Example 2: Log Curves

from dsis_model_sdk.models.common import LogCurve
from dsis_model_sdk.protobuf import decode_log_curves
from dsis_model_sdk.utils.protobuf_decoders import log_curve_to_dict

# Query for log curves
query = QueryBuilder(
    model_name="OW5000",
    district_id="123",
    project="SNORRE",
).schema(LogCurve).select("log_curve_name,native_uid")
curves = list(client.execute_query(query, max_pages=1))

# Fetch binary data
curve = curves[0]
bulk_query = query.entity(curve["native_uid"])
binary_data = client.get_bulk_data(bulk_query)

if binary_data:
    # Decode
    decoded = decode_log_curves(binary_data)

    print(f"Curve type: {'DEPTH' if decoded.curve_type == decoded.DEPTH else 'TIME'}")
    print(f"Index range: {decoded.index.start_index} to {decoded.index.start_index + decoded.index.number_of_index * decoded.index.increment}")

    # Convert to dict for easier access
    data = log_curve_to_dict(decoded)

    for curve_name, curve_data in data['curves'].items():
        print(f"Curve: {curve_name}")
        print(f"  Unit: {curve_data['unit']}")
        print(f"  Values: {len(curve_data['values'])} samples")

Example 3: Surface Grid Data

Surface grids use the LGCStructure format (Landmark Graphics Corporation tabular structure):

from io import BytesIO
from dsis_model_sdk.protobuf import decode_lgc_structure, LGCStructure_pb2

# Query for grids
query = QueryBuilder(
    model_name="OpenWorksCommonModel",
    district_id="123",
    project="SNORRE",
).schema("SurfaceGrid").select("native_uid,grid_name")
grids = list(client.execute_query(query, cast=True, max_pages=1))

# Fetch binary data (SurfaceGrid uses $value endpoint)
grid = grids[0]
bulk_query = query.entity(grid.native_uid, data_field="$value")
data = client.get_bulk_data(bulk_query, accept="application/octet-stream")

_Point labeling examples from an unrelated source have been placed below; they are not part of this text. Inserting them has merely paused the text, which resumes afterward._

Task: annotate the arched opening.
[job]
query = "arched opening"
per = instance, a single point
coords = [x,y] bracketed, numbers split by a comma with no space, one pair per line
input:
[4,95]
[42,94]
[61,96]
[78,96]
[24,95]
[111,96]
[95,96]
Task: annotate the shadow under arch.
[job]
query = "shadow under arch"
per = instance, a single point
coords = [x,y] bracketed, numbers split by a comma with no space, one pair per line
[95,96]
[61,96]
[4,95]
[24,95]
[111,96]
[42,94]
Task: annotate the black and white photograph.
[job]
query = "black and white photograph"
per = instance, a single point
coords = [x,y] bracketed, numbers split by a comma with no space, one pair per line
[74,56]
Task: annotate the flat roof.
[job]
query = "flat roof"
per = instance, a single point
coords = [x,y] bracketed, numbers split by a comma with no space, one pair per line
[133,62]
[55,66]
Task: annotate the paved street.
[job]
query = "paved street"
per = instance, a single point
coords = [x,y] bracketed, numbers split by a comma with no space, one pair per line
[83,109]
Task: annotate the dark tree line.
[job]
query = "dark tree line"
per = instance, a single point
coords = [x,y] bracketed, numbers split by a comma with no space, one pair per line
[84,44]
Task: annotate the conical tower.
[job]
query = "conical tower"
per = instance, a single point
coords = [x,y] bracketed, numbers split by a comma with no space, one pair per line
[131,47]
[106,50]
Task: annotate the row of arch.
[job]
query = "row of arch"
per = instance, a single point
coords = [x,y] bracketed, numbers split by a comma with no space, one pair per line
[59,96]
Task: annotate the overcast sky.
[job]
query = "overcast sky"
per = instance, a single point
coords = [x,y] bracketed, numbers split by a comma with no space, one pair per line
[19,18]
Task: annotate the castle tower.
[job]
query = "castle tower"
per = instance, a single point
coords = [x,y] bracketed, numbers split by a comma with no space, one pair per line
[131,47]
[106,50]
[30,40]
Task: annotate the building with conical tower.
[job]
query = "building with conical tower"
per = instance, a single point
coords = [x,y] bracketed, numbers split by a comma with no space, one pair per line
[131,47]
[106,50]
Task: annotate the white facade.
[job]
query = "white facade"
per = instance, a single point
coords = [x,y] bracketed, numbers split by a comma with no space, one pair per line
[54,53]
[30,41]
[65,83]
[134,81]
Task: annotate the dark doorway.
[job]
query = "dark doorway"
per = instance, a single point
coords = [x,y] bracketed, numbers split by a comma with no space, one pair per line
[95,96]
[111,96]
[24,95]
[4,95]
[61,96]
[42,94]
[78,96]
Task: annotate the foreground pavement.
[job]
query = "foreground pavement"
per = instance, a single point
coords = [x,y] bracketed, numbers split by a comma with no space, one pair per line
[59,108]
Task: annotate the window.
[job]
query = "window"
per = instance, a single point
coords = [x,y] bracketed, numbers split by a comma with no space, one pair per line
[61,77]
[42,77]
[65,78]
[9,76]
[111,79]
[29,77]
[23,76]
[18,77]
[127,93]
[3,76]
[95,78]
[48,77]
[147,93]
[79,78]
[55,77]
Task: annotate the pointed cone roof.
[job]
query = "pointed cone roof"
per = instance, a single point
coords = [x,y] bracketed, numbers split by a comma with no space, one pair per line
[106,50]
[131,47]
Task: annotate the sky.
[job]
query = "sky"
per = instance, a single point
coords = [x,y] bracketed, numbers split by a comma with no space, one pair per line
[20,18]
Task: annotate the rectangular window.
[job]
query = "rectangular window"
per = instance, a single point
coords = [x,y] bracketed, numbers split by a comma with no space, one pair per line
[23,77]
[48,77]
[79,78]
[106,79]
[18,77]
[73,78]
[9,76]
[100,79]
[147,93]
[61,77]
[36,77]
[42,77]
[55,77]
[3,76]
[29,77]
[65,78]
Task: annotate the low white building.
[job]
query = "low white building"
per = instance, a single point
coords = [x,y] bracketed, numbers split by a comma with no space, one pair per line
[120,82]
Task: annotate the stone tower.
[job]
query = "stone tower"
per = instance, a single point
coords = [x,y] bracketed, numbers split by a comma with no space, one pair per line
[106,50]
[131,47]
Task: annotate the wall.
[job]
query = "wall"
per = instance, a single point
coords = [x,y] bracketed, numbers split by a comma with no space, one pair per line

print(f"Downloaded {len(data):,} bytes")

# LGCStructure uses varint length prefix
def read_varint(stream):
    """Read a varint length prefix from stream."""
    shift = 0
    result = 0
    while True:
        byte_data = stream.read(1)
        if not byte_data:
            return 0
        byte = byte_data[0]
        result |= (byte & 0x7F) << shift
        if not (byte & 0x80):
            return result
        shift += 7

# Parse length-prefixed message
stream = BytesIO(data)
size = read_varint(stream)
message_data = stream.read(size)

# Decode
lgc = decode_lgc_structure(message_data)

print(f"Structure name: {lgc.structName}")
print(f"Number of elements: {len(lgc.elements)}")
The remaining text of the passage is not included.